このような方法で、彼らはイタリアへの通路を、いく人かの著者によれば、新カルタゴを出てから5か月かかって完成し、アルプスを越えるのに15日を費やした。
岩の砕き方が面白かったです。解説です。
第1回ポエニ戦争(B.C.264~B.C.241年)で、ローマはカルタゴを破り、シチリアと莫大な賠償金を獲得した。カルタゴで生まれ、10歳のとき父に伴われてスペインに渡ったハンニバルは、ローマへの激しい復讐心を父に養われ、B.C.218年、象や多くの馬を含む軍勢を率いてスペインを出発した。この資料はピレネーを通り南フランスへ抜け、途中征服した民族を軍勢に加えて、大きな犠牲を払ってスイスアルプスを越えた時の様子が描かれている。イタリアに侵入したハンニバルの軍勢は反撃に出たローマ軍を各地に破った。中でもカンネーの戦い(B.C.216年)の大勝利は、ローマの運命さえ危うくしたが、戦争の長期化でカルタゴ軍は消耗し、本国からの援助も得られぬまま、ローマの将軍スキピオによるカルタゴ本国攻撃でハンニバルは本国に召還されザマの決戦に敗れた。戦後、シリアや小アジアで再起を計ったが、結局ハンニバルは毒薬によって自殺をとげた。

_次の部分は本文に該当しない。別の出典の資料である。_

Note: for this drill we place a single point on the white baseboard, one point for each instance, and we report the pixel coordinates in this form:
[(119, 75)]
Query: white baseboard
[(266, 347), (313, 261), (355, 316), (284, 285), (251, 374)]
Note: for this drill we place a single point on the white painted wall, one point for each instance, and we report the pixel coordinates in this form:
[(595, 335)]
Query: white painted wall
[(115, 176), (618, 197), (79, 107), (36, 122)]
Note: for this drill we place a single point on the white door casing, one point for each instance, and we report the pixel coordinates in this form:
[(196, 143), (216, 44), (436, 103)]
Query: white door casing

その後しばらくたった後のカルタゴの滅亡は壮絶です。他の本に書いてありましたが、カルタゴは焼き払われて17日間にわたって燃え続けたそうです。
追記:その後カルタゴの歴史の詳しい本を読んでみると、ハンニバルの自殺からカルタゴの滅亡までには色々あって、しばらく以上の時間が経過したみたいです。
カルタゴの滅亡も細かく色々な段階があって、単純に焼き払われたとはとても言えません。最後に燃え続けたのは10日間くらいみたいです。